If I could get equivalent system performance with an APU vs. a combined CPU and GPU, I’d probably go for it, even with the upgradeability concerns. OTOH, soldered-in RAM is not appealing because I’ve upgraded my RAM more often than other components on my PCs, and having to buy a whole new motherboard to get a RAM upgrade is not appealing.
Thank you for explaining! I am not sure why people are reacting badly to my statement, is knowledge of GPUs something every gamer is expected to have and I am violating the social contract by being clueless?
Well at one point to be a computer gamer you basically needed to put together your own desktop PC.
Integrated GPUs basically were only capable of displaying a desktop, not doing anything a game would need, and desktop CPUs didn’t integrate graphics at all, generally.
So computer-building knowledge was a given. If you were a PC gamer, you had a custom computer for the purpose.
As a result, even as integrated GPUs became better and more capable, the general crowd of gamers didn’t trust them, because it was common knowledge they sucked.
It’s a lot like how older people go “They didn’t teach you CURSIVE?” in schools nowadays. Being a gamer and being a PC builder are fully seperatable, now, but they learned PC building when they weren’t and therefore think you should have that, too.
It’s fine, don’t sweat it. You’re not missing out on anything, really, anyway. Especially given the current GPU situation, it’s never been a worse time to be a PC builder or enthusiast.
Oh boy. Thanks for the context, by the way! I did not know that about the history of PC gaming.
I did learn cursive, but I have been playing games on laptops since I was little too and was never told I had to learn PC building. And to be completely honest, although knowledge is good, I am very uninterested in doing that especially since I have an object that serves my needs.
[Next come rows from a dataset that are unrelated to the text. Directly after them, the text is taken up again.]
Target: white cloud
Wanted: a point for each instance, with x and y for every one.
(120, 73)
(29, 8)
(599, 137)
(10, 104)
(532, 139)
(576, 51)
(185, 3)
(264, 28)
I have the perspective to realize that I have been on the “other side” of the WHAT DO YOU MEAN YOU’RE SATISFIED, LEARN MORE AND CHANGE TO BE LIKE US side, although I’m exaggerating because I don’t actually push others to take on my decisions. I don’t spam the uninterested to come to Linux, but I do want people who get their needs adequately served by Windows to jump to Linux anyways because I want to see Windows 11, with even more forced telemetry and shoved-in AI and things just made worse, fail. Even though that would actually be more work for satisfied Windows users.
But I would not downvote a happy Windows user for not wanting to switch, and that kind of behavior is frowned upon, is it just more acceptable to be outwardly disapproving to those who do not know about GPUs and are satisfied with what they have with zero desire to upgrade? I don’t have Sufficient Gamer Cred and am being shown the “not a Real Gamer” door? I think my comment was civil and polite so I really don’t understand the disapproval. If it is just “not a Real Gamer” I’ll let it roll off my back, though I did think the Gaming community on Lemmy was better than that… I would understand the reaction if I rolled up to c/GPUs with “I don’t care about this :)” and got downvoted. Is Gaming secretly kind of also c/GPUs and I just did not know that?
Okay I literally just realized it is probably because I hopped on a thread about GPUs and do not know about the topic being posted about. Whoops. Sorry.
Yeah, it’s pretty okay and all, but the hype made it out to be cooler than it was, in my opinion. I’ve been playing Foundation the last day or two and I find it way more addictive, satisfying, and unique, so far. Maybe I just need to revisit Manor Lords. The trailers made the combat out to be Mount and Blade-esque, so I think that’s what really underwhelmed me. It felt more like Civilization-style “throw a bunch of units at the bad guy” combat.
after you hit the 10-15 hours mark you are just looking around like Travolta, that’s it? yep that’s it… no more content. Potential is there but will the devs deliver it? not so sure. Atm the game is overpriced.